Un demi-siècle plus tard, cette journée mémorable ne résonne pas seulement dans la mémoire de Rosa Vieira.

Jeudi, des dizaines de milliers de Portugais sont descendus dans la rue en chantant l’emblématique Grândola, vila morena, pour marquer le cinquantenaire de la révolution des Œillets menée par de jeunes officiers intermédiaires, qui a permis au Portugal de renverser la plus vieille dictature d’Europe et de jeter les bases de sa démocratie actuelle.

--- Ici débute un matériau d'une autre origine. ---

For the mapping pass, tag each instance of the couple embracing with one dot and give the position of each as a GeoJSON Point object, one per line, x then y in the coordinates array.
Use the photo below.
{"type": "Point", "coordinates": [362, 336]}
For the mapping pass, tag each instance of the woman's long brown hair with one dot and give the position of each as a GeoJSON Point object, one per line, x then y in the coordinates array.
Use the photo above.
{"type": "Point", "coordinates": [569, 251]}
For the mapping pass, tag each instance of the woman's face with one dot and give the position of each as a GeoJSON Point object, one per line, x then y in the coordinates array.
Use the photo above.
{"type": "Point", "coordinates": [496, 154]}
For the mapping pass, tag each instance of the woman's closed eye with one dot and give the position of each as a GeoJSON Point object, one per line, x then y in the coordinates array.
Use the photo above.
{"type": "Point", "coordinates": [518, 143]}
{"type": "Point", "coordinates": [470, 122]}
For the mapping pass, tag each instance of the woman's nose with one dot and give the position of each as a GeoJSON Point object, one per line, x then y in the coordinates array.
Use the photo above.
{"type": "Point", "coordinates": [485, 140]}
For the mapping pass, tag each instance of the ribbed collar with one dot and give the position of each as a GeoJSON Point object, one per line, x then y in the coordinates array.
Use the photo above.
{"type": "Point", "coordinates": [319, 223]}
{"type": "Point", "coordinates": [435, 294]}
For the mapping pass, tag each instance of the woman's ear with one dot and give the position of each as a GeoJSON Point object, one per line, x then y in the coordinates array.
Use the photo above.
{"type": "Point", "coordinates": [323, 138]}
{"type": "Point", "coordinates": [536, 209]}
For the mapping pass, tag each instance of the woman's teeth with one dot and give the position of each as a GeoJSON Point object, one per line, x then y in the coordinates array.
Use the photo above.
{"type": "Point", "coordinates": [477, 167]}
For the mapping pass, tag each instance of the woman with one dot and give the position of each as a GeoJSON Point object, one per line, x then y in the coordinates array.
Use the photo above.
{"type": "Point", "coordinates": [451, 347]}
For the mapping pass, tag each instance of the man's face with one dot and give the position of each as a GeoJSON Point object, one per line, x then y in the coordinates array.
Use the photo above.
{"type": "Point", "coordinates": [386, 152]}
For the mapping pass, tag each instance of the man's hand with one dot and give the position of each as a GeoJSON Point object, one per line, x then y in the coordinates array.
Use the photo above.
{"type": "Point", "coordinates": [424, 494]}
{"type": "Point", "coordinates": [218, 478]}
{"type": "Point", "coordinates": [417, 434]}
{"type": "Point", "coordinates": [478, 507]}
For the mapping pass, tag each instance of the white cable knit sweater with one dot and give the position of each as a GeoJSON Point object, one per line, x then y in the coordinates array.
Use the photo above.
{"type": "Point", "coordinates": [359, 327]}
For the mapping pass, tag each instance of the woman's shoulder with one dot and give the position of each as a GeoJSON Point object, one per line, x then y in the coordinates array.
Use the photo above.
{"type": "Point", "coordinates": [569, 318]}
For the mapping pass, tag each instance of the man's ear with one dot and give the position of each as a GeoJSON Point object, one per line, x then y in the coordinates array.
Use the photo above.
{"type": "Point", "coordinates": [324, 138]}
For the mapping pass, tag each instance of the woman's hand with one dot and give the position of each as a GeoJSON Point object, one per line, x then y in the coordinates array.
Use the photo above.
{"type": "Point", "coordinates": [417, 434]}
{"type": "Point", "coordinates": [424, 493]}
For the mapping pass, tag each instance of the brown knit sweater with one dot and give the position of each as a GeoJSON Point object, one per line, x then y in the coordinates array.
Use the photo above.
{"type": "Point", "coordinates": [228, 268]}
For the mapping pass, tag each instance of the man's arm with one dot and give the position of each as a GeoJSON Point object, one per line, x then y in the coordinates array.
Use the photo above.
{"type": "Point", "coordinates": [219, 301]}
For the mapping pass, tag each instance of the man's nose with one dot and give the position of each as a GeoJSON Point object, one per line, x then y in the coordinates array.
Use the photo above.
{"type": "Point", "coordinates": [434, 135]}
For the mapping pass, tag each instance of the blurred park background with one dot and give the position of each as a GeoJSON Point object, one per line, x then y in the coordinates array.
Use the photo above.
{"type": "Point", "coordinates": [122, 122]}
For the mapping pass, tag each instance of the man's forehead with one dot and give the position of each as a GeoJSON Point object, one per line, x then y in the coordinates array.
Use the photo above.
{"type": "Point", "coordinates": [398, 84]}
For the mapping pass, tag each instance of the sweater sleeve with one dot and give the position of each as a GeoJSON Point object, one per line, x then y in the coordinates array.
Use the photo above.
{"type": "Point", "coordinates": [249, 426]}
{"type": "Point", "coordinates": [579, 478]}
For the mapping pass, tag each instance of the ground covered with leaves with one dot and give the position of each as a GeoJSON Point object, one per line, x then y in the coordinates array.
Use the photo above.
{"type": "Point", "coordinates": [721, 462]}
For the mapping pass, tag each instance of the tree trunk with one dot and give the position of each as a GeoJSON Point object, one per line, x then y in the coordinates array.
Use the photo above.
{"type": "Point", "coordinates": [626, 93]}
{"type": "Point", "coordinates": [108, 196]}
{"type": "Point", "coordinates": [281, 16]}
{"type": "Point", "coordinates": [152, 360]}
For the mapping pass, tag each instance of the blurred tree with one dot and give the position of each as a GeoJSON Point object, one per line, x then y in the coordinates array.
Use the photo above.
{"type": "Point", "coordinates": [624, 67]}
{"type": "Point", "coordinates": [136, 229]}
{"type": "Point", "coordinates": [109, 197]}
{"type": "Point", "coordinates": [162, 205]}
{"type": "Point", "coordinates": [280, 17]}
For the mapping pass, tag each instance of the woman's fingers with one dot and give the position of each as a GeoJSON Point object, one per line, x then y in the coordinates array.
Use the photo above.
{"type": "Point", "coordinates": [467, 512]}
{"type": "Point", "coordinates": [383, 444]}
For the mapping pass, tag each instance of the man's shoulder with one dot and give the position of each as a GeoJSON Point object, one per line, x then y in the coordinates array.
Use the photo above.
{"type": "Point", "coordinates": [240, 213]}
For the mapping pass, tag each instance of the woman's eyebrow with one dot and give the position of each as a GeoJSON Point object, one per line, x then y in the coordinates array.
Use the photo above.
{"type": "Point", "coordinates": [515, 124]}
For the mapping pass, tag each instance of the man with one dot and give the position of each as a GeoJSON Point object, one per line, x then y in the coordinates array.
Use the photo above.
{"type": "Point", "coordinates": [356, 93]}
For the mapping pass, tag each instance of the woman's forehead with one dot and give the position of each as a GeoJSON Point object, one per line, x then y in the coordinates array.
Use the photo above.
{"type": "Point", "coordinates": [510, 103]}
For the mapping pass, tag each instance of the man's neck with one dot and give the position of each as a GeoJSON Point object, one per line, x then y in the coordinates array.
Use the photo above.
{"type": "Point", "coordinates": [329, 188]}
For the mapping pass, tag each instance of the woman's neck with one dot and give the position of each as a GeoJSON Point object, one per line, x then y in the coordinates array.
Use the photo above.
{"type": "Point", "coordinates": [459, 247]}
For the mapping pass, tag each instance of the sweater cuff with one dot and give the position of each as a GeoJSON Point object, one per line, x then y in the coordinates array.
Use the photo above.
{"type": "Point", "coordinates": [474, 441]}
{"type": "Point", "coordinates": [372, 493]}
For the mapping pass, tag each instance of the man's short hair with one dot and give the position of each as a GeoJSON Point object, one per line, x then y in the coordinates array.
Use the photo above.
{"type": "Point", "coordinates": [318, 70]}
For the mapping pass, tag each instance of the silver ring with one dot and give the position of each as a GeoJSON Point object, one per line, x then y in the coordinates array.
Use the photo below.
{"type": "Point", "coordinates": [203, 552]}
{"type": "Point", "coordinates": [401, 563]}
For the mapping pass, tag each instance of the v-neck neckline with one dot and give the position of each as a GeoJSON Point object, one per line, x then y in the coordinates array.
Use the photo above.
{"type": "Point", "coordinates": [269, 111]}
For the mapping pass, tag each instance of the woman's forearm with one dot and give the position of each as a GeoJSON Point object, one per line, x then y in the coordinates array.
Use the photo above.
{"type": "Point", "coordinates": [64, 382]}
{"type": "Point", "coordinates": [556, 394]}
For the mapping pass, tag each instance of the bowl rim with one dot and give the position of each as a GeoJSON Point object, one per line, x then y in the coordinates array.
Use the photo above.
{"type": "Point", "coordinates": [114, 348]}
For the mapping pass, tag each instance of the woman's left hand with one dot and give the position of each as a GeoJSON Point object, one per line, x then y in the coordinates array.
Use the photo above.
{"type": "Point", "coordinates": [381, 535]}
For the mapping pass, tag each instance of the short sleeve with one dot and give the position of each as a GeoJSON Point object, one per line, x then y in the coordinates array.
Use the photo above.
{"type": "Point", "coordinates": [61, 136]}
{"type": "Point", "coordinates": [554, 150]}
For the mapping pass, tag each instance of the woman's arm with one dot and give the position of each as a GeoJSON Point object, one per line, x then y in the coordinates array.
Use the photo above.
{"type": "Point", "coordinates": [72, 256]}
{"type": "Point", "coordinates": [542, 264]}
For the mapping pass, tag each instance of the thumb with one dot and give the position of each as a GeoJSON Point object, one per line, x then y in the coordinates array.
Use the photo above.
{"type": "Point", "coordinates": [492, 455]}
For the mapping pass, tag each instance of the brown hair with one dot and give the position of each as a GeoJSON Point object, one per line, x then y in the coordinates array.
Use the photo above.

D’ex-putschistes ont notamment défilé dans les rues de la capitale sur leurs anciens blindés, tandis qu’on reproduisait les moments clés de cet évènement historique, qui a la particularité de s’être déroulé la fleur au fusil, sans effusion de sang ou presque, les militaires ayant été rapidement rejoints par une population en liesse et décorés par les vendeuses d’œillets, devenus la fleur-symbole de cette revolução printanière.

Un mythe qui s’estompe

Le coup d’État du 25 avril 1974 a provoqué l’effondrement du sinistre Estado novo (État nouveau) mis en place par António Salazar 48 ans plus tôt, et entraîné l’indépendance des colonies que le Portugal possédait encore en Afrique, dont l’Angola, le Mozambique et la Guinée-Bissau.

Il a aussi ouvert la voie à une transition démocratique exemplaire. Après de premières élections en 1975, puis l’adoption de la Constitution en 1976, le pays va rejoindre la communauté européenne en 1986 et combler peu à peu le retard économique accumulé pendant un demi-siècle de noirceur.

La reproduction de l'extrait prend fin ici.